(Published in The Friday Times, Lahore, on December 21, 2012, retrieved from http://www.thefridaytimes.com/beta3/tft/article.php?issue=20121221&page=21)
Cast: Akshay Kumar, Asin Thottumkal, Himesh Reshammiya, Mithun Chakraborty, Raj Babbar, Paresh Rawal, Sanjai Mishra
Director: Ashish R Mohan
Rating: 1 star
I don’t know why we have elections in India anymore. We should just let Akshay Kumar run the country. That way, everyone would have an education – because, did you know, when he beats up people in a Balloo di Dairy in Punjab, he retains the right to have it converted to Balloo di Paathshaala? If everyone in the country had an education, they would either be too busy to watch the movies he churns out six times a year, or would kill themselves when they hear lines such as, “She studied in London. Tenth pass. <Pause for laugh>.” Crime would grind to a halt – the baddies who survive Khiladi’s assault on their bodies wouldn’t survive his assault on their senses when he’s got them all to himself in the gallows.
The Pakistan Censor Board needn’t worry about Khiladi 786 – it isn’t any more offensive to Muslims than it is to all humanity. The title draws from Bahattar Singh’s (Akshay Kumar’s) belief that God has given him rahmat, but denied him mohabbat. To swallow that, we must believe God sneaks down to scribble ‘786’ on his palm, with a ball-point pen, after every shower he has. Or, we must believe he doesn’t have showers, which would explain the mohabbat-related hiccups.
The film’s USP is that hardly anyone has a name. All the Punjabis go by numbers – Sattar Singh, Ikhattar Singh, Bahattar Singh and Tahattar Singh. They even wear badges that go ‘70 Singh’, ‘71 Singh’ and so on. The camera zooms in on each badge, just in case we’ve forgotten to laugh. Oh, why are they wearing badges? Khiladi 786 sets itself apart from the stupid-supercop genre that Dabangg, Singham, and Rowdy Rathore belong to, by populating itself with fake-stupid-supercops.

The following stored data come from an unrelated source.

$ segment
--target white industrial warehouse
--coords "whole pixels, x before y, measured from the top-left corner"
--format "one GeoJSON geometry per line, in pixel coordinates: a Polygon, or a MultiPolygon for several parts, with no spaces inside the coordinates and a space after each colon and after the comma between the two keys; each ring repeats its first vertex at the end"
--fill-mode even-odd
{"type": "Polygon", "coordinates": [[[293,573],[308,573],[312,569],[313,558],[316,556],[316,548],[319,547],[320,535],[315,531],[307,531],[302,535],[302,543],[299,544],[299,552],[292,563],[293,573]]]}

Akshay Kumar’s Khiladi series, which he returns to after 12 years of churning out mindless comedy, was all about the action. The man tries to rise to the occasion by mixing the two genres, and ending up with an execrable film that should never have been made. The formula for his films is pretty much the same – he beats up the bad guys, smirks out a catchphrase, and then waits for the girl to fall into his arms, before beating up more bad guys. The girl is usually some khoob ladi mardani, whose exploits intimidate all other men, but impress Akshay Kumar, because he’s bigger, stronger, and he has a catchphrase. She falls for his macho, and gyrates through a series of love songs in exotic settings.

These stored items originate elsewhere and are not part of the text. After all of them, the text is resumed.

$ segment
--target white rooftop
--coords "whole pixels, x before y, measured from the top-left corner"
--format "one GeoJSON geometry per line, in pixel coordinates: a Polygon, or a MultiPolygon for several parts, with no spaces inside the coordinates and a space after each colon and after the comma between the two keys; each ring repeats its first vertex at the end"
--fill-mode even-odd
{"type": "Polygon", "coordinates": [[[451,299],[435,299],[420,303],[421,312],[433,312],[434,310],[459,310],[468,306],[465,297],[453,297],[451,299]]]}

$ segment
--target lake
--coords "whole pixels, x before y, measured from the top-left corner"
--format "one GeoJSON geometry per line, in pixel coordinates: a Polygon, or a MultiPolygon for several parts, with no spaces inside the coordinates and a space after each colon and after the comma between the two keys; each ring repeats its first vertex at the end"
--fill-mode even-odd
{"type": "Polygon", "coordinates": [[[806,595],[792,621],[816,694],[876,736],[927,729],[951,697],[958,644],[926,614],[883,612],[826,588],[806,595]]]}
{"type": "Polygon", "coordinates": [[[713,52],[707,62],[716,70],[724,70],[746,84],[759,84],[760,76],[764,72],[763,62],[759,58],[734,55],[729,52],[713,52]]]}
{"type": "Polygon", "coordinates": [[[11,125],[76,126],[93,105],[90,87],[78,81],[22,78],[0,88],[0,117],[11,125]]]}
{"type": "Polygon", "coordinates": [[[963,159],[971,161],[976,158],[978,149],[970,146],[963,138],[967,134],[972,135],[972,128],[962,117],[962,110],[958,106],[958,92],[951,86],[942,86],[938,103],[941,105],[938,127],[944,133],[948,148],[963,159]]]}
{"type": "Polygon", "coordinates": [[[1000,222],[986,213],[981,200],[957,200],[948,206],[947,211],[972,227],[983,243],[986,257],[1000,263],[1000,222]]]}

Here, the audience’s biggest disadvantage is that the love songs have been composed (and probably written) by Himesh Reshammiya, who is also credited with the absent script. As each nasal note quivered in my ear, I could feel my auditory receptor neurons dying. Worse, the tunes crawl into our memories, and refuse to leave. Reshammiya also stars in the comedy track, as Mansukh Bhai, a wedding broker disowned by his Papa (Paresh Rawal), and determined to prove his worth by finding mohabbat for Bahattar Singh.Mohabbat takes the form of Indu Tendulkar (Asin Thottumkal), the sister of Mumbai don Tatya Tukaram Tendulkar (Mithun Chakraborty), who comes with his own catchphrase. Defying the conventions of comedy, Reshammiya supplies himself with a sidekick called Jeevanlal Pranlal De Costa, played by Sanjai Mishra (more familiar to cricket-watchers as ‘Apple Singh’).
The movie might as well have called itself United Colours of Bhatinda. The song sequences don’t stop at featuring turbaned bhangradancers sporting fluorescent kurtas, and trucks sporting hideous paint. No, sir, the Seventies Singh family has an international horde ofbahuranis – a woman from Africa whose name is naturally ‘Mandela’, a woman from China whose ethnicity makes room for facepalm-provoking puns on ‘Cheeni’, and a woman from Canada who serves to reinforce the Punjabi-taxi-driver-in-Amreeka cliché.
The filmmakers buffer the laughter quotient of the film by throwing in a dwarf. You see, nothing is funnier in Bollywood than a fierce Little Man with a high Little Voice. For most of Khiladi 786, we’re not sure whether the film is paying tribute to yesteryear Bollywood, spoofing it, or both. Poor R D Burman and Nirupa Roy (the Woman Who Loses Her Kids in the Mela) sort of get it in the face.
But it would have been worth the ordeal of putting oneself through a Khiladi film that is littered with the Most Unwanted of Bollywood if the box office collections were to convey to the producers – and Akshay Kumar – that the era of Khiladi is, thankfully, over.